伊達政宗所用 黒漆五枚胴具足 どどーん!



 長かった。じつに長かった。

 山積みになっていく課題に心が痛むこともありました。
 甲冑制作中に研究室に人が来ると、なにやら後ろめたいものがありました。
 職場にデアゴスティーニからの定期便が届くのも、なんとも気恥ずかしいものがありました。
 それもこれも、みーんなぜーんぶおしまいです。
 いま心の中では、レミオロメンが『3月9日』を歌っています。

 いやぁ…。終わりましたか、ついに。
 やっぱりやってれば終わるもんなんだなぁ。やらなきゃ進まないけど…って当たり前か。
 それにしても、これにどのくらいの時間を割いただろうか。はたしてその時間の費やし方は正しかったのだろうか。
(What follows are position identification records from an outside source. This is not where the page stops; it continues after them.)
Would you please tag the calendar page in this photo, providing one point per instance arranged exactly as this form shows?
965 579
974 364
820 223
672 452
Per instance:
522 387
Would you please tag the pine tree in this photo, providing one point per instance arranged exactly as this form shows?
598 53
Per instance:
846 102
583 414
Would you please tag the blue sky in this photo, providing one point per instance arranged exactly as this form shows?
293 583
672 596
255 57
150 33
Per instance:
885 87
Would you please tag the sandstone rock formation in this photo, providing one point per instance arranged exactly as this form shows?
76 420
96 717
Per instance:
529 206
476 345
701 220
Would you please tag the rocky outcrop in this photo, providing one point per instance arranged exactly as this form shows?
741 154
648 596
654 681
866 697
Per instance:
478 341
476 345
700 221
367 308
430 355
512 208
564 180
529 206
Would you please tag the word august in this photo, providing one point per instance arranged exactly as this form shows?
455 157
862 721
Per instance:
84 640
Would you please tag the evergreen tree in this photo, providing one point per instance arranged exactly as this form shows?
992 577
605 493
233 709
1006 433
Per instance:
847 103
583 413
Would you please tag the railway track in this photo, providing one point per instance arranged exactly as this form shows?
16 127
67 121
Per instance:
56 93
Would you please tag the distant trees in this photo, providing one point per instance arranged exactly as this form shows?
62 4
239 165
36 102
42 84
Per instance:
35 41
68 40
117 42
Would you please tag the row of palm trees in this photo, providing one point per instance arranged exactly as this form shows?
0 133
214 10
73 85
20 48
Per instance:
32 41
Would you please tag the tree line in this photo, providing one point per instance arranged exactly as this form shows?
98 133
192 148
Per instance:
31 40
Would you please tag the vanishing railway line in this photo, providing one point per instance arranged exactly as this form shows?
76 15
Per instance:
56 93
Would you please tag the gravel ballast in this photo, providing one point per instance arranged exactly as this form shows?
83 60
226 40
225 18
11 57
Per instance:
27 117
確かに、お昼に奥さんの職場近くまで出かけていって、「メシでもどう?」みたいな時間はなくなってたよなぁ。
 うーむ、ついに終わったか。
 ちと寂しいような気もするけれども、でもまぁこれはこれ。しばらくはきちんとシゴトをしましょ。 
 そうそう。お気づきの方もありましょうか。“専用台座”も購入してしまったのです。そう、あの時に。幟やら飾り太刀、まして正宗立像なんかは購入しませんでしたが(誰か購入した人いるのかな…)。


 …あとは。

 これ、どうやって家の者どもにお披露目しましょうか。
 未だ妙案も浮かばず。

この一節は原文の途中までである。